Nederlandse go-termen

Vandaag was ik in Tilburg voor het go-toernooi aldaar. Een goed excuus om hier wat op te schrijven over go.

Go is een eeuwenoud spel, maar hier in het westen is het minder bekend. Schaken zit veel dieper in de cultuur, wat je ook ziet aan de naam (de sch-) en aan de namen van de stukken op het bord: wij hebben 'paard' waar Engelsen het over een 'knight' hebben en Duitsers over een 'Springer'. In go gebruikt men vooral Japanse leenwoorden, maar door de invloed van het internet – waar iedereen Engels spreekt – zijn er veel Engelse termen ons go-jargon binnengeslopen. Ik denk dat 'pincer' het hardnekkigste voorbeeld is. Toch hebben we voor veel zaken ook echt onze eigen termen, die ik hier graag beschrijf.

Allereerst de naam van het spel: vrijwel iedereen spreekt het uit met de Engelse g, van 'goal' en het werkwoord 'go'. Dit komt ook overeen met waar we de naam vandaan hebben: het Japanse woord 'igo'. Maar diverse oudere spelers heb ik een Nederlandse g horen gebruiken voor go, wat ik ook best charmant vind. (Wie wil googelen op 'go' kan misschien beter het Koreaanse 'baduk' of het Chinese 'weiqi' gebruiken, maar dat is een ander onderwerp.)
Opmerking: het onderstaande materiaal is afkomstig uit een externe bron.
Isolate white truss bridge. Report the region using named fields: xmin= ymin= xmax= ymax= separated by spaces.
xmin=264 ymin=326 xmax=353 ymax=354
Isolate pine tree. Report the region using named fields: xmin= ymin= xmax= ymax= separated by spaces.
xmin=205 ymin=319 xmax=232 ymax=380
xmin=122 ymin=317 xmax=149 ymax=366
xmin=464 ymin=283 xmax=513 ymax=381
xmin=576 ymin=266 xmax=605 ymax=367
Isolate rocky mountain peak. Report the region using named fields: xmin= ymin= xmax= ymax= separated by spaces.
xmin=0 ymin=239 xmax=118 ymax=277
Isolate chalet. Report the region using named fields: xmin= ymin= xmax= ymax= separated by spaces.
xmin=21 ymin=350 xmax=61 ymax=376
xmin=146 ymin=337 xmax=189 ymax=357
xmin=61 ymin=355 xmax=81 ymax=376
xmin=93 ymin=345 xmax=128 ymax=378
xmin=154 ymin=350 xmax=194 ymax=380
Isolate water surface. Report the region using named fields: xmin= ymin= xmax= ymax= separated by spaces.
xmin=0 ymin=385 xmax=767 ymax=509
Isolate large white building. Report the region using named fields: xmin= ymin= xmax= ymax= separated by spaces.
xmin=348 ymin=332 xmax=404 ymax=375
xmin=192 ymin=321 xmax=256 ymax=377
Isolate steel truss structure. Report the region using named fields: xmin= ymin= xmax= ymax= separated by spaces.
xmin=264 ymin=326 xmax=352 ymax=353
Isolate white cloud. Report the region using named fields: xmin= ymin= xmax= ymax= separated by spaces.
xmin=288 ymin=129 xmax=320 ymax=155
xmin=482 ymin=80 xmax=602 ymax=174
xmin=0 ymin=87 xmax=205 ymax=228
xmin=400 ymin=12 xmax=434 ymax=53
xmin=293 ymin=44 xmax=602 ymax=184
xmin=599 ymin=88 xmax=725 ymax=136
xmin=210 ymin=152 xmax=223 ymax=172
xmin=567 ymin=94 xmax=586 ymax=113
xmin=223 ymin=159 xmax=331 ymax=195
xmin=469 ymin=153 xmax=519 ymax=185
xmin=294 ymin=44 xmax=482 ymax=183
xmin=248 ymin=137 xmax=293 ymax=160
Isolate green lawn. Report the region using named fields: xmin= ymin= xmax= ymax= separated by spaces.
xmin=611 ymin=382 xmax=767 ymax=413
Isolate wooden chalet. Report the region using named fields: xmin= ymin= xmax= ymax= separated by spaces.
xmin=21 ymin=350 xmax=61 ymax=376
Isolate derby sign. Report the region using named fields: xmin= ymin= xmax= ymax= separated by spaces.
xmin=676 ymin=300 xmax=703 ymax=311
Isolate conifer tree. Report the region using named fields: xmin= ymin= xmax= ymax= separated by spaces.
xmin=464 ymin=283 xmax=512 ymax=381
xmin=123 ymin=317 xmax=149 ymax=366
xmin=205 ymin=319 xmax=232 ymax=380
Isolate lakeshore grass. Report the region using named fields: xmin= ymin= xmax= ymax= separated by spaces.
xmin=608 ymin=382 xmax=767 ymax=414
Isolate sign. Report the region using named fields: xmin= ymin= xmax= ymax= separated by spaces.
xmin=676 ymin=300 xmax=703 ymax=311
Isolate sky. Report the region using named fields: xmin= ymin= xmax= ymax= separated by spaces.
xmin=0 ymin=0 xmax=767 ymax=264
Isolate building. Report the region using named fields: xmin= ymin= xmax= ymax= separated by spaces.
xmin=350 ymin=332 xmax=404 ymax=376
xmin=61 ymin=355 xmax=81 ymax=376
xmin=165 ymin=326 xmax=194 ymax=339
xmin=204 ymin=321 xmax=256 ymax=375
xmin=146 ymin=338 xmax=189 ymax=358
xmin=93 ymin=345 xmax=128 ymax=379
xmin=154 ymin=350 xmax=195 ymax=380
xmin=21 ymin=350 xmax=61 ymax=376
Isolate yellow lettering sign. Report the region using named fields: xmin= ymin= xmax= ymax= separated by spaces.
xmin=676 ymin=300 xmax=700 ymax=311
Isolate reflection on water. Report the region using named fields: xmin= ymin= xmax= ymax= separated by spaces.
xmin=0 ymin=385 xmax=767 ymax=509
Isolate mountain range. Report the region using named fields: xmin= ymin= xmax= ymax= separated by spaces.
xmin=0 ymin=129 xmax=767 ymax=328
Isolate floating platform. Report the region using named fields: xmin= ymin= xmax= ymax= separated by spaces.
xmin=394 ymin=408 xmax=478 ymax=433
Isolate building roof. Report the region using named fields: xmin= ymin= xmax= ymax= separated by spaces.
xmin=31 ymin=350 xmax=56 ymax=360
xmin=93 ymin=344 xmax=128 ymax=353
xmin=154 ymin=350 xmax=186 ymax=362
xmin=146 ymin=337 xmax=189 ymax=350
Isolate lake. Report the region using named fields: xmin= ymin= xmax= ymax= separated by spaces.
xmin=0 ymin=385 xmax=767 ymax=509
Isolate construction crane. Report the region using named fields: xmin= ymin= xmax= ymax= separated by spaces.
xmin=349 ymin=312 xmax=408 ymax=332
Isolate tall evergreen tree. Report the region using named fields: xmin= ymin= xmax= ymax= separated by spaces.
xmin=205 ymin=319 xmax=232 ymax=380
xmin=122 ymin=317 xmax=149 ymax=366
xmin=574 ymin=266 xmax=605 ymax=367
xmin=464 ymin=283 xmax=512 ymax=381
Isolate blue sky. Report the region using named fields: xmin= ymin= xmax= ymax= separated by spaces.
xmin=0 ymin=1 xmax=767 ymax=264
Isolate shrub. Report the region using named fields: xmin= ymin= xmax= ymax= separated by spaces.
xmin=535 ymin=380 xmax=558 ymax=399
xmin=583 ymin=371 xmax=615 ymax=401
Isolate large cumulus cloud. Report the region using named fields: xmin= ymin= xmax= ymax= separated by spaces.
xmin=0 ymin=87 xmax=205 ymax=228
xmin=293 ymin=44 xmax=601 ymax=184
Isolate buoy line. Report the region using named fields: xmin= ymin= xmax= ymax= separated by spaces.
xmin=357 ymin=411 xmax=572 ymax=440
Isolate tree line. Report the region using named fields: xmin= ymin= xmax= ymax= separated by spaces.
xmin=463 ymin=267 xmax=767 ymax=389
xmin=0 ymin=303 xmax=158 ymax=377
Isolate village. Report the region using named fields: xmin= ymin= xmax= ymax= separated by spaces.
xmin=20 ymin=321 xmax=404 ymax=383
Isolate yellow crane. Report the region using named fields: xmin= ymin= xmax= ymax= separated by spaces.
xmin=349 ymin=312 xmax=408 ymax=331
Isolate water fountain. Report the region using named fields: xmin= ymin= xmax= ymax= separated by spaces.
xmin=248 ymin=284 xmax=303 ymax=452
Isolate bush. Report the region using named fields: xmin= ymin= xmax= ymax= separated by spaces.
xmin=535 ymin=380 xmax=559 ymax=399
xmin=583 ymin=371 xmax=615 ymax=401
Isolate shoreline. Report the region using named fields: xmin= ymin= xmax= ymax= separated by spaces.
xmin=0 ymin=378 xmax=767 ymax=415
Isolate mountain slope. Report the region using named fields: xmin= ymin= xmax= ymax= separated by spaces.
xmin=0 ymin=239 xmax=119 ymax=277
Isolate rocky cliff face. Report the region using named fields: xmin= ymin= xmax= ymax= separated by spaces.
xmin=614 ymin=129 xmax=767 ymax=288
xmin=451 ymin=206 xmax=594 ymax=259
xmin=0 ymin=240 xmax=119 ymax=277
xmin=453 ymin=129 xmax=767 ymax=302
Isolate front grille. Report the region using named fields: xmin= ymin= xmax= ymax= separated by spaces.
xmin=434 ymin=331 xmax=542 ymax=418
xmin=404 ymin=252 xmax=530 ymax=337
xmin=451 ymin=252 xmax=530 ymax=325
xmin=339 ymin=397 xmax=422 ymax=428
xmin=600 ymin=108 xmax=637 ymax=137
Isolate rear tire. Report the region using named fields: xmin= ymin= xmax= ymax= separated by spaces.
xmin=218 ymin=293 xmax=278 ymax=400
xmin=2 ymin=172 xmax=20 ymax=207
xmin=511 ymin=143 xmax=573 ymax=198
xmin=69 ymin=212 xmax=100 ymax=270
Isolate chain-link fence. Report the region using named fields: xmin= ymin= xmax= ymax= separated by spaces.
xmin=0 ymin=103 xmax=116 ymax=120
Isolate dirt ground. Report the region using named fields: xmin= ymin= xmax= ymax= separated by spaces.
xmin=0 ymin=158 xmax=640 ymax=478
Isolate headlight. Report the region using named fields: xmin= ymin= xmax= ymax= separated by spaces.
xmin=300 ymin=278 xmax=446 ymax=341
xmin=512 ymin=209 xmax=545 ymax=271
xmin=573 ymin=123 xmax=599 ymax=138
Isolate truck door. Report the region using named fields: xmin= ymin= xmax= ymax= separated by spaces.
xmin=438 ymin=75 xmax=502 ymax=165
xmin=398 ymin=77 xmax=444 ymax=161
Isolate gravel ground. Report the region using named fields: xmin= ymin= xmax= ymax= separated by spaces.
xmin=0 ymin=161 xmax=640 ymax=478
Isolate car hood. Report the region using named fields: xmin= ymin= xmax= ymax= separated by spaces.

De voorgenoemde 'pincer' kan ook een 'klem' zijn, al zou ik zelf 'tang' leuker vinden. Ik hoor ook vaak: 'dan neem je een enclosure', terwijl we dan ook kunnen zeggen: 'dan sluit je de hoek af'. Sommige spelers gebruiken voor deze twee dingen trouwens de Japanse termen 'hasami' en 'shimari', wat ik persoonlijk dan leuker vind dan de Engelse variant, maar misschien dat dit type speler wel langzaamaan uitsterft.

Ik denk dat 'ko' en 'atari' de meest gebruikte en diepst ingeburgerde Japanse termen in het Nederlandse go-jargon zijn. Het Engels gebruikt ze ook, maar vooral ook omdat het zeer specifieke concepten zijn waar je echt een compleet nieuw woord voor zou moeten verzinnen.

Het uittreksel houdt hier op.